After a fifty-five-day bombardment, Mehmed enters the city on May 29, 1453; the forty-nine-year-old emperor bravely battles the Turks at one of the city’s gates until he is overwhelmed and killed by the attackers.
Mehmed permits his soldiers three days to plunder the defeated city, after which …
…the victorious Ottoman Turks initiate the transfer of their capital from Edirne to Constantinople and rename it Istanbul.
One of the first acts committed by Mehmet immediately after the conquest of Constantinople is to execute Çandarli Halil Pasha and confiscate his property.
The fact that this execution takes place on June 1, 1453, suggests a design conceived by the sultan for a long time.
Mehmet II has thus ended the period called Çandarli era in the Ottoman Empire, and the later members of family, whose descendants will come down to the present day, will become no more than provincial notables based in İznik, although they are to give yet another, short-term, grand vizier to the Ottoman Empire at the end of the fifteenth century (Halil's son Çandarli Ibrahim Pasha).
Çandarli Halil Pasha is, as such, the first Ottoman grand vizier to be executed.
The fall of Constantinople marks the end of the Greek state and assures the Ottoman conquest of the Orthodox Balkans.
Many Eastern scholars depart for western Europe and bring with them knowledge of Greek manuscripts, and often the manuscripts themselves.
The University of Constantinople, sometimes known as the University of the palace hall of Magnaura, had been founded by Emperor Theodosius II in 425 under the name of Pandidakterion, with thirty-one chairs for law, philosophy, medicine, arithmetic, geometry, astronomy, music, rhetoric and other subjects, fifteen to Latin and sixteen to Greek.

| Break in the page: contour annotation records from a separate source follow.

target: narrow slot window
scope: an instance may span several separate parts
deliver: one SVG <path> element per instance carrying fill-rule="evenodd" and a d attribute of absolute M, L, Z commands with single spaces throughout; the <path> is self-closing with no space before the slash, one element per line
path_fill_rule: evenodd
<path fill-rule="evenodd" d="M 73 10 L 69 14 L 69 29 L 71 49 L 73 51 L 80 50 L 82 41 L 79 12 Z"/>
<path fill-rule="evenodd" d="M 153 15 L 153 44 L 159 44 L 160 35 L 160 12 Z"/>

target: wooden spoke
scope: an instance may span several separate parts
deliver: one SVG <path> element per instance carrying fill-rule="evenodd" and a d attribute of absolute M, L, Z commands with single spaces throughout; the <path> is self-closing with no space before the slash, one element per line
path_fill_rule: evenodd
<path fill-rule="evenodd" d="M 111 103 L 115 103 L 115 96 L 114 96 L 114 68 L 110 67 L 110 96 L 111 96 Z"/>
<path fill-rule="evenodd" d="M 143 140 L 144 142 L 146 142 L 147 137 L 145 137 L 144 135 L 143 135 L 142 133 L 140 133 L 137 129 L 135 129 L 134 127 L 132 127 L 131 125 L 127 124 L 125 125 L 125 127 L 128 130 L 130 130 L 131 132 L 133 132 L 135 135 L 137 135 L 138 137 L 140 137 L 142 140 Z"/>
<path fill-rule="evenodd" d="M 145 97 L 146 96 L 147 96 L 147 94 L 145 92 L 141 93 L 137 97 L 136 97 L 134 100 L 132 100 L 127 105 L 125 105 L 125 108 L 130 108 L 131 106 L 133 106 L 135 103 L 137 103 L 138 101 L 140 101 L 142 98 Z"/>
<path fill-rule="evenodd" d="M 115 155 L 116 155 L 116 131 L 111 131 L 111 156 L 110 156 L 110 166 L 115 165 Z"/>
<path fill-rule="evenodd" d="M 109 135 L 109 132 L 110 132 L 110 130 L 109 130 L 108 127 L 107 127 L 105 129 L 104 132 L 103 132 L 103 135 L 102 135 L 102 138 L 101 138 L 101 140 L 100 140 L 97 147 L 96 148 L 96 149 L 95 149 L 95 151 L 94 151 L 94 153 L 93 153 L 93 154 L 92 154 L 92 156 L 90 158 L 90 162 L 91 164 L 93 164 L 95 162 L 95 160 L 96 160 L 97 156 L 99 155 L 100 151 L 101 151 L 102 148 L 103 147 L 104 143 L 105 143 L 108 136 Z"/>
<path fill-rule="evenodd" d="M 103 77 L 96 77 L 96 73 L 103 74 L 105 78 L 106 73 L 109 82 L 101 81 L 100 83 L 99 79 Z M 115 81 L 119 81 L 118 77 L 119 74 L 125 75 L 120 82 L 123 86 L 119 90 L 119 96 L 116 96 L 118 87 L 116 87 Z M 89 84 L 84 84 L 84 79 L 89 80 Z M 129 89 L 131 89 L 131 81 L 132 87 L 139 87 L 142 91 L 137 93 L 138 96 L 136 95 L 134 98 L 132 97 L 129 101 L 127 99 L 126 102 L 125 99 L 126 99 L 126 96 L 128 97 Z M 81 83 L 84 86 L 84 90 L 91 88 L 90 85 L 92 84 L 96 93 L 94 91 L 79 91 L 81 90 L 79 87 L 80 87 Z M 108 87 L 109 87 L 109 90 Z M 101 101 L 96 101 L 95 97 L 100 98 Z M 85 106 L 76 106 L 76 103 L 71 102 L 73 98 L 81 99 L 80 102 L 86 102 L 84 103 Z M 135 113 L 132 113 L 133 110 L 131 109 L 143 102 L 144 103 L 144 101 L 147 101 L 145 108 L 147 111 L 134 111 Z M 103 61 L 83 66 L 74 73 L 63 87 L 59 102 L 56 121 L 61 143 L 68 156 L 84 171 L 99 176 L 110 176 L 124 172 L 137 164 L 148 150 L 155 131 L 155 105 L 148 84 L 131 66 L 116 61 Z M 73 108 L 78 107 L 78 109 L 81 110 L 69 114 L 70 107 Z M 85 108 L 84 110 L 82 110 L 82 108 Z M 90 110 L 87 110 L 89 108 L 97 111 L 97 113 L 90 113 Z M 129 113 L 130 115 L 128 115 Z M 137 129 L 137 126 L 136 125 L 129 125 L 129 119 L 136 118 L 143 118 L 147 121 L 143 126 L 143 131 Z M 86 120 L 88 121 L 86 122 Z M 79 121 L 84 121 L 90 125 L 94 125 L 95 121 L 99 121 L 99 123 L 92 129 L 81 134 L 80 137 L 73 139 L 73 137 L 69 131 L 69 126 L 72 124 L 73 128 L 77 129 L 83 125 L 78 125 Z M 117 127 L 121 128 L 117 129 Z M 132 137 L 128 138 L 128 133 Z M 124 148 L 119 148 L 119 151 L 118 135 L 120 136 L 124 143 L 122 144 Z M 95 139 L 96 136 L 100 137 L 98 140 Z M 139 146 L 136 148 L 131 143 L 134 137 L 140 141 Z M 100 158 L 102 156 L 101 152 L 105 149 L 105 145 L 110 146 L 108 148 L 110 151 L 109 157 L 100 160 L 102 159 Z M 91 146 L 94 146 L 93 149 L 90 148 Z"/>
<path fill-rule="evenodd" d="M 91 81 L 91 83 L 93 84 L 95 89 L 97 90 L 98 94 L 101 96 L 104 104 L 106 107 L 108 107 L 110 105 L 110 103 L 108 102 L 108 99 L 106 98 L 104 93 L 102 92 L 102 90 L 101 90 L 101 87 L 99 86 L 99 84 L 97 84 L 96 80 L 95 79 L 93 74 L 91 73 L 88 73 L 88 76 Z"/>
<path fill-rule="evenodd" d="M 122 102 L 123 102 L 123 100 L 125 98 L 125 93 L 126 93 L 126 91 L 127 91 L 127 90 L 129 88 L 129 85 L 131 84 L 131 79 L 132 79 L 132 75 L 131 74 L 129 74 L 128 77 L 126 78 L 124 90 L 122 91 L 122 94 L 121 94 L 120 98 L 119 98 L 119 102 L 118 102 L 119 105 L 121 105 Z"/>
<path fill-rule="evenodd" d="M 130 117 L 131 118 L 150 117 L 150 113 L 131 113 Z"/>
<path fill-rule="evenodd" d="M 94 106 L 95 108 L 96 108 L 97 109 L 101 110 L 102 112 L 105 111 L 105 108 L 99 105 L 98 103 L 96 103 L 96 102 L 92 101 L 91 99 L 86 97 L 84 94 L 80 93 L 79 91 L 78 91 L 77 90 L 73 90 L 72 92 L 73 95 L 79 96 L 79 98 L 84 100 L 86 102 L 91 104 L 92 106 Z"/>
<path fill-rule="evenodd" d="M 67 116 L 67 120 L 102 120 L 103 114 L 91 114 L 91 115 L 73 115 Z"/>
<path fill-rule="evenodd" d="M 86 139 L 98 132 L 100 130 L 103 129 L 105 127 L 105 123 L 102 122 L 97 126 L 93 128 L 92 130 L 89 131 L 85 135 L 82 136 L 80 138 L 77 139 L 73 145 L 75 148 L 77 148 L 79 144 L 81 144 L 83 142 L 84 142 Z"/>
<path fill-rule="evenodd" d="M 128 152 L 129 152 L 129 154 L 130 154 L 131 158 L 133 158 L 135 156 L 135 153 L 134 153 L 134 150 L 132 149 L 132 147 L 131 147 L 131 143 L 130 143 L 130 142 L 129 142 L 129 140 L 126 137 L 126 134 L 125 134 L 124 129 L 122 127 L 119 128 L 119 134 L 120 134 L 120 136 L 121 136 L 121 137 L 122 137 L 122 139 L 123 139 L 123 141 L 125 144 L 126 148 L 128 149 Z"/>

The university has existed until the Ottoman conquest of Constantinople, when a madrasa, a religious school, is established: it is the precursor of Istanbul University.
The restoration of the city now popularly called Istanbul as a worthy capital of a worldwide empire is one of the tasks to which Mehmed II sets his heart.
To encourage the return of the Greeks and the Genoese of Galata (the trading quarter of the city), who have fled, he returns their houses and provides them with guarantees of safety.
In order to repopulate the city, he deports Muslim and Christian groups in Anatolia and the Balkans and forces them to settle in Constantinople.
He restores the Greek Orthodox Patriarchate on January 6, 1454, and establishes a Jewish grand rabbi and an Armenian patriarch in the city.
In addition, he founds, and encourages his viziers to found, a number of Muslim institutions and commercial installations in the main districts of Constantinople.
The victorious Turks had immediately converted the Hagia Sophia for use as a mosque, adding four minarets at the perimeter of the structure.
The Ottomans convert Saint Savior in the Chora to a mosque, calling it Kariye Djami, and whitewash (and thus protect, perhaps inadvertently) its magnificent mosaics and frescoes.
Construction begins on the Ottoman sultan’s Topkapi Palace.
The victorious Ottoman Turks under Sultan Mehmed II move on from their conquest of Constantinople to conquer Albania and Greece, isolating Venetian outposts here.
“Let us study things that are no more. It is necessary to know them, if only to avoid them. The counterfeits of the past assume false names, and gladly call themselves the future. Let us inform ourselves of the trap. Let us be on our guard. The past has a visage, superstition, and a mask, hypocrisy. Let us denounce the visage and let us tear off the mask."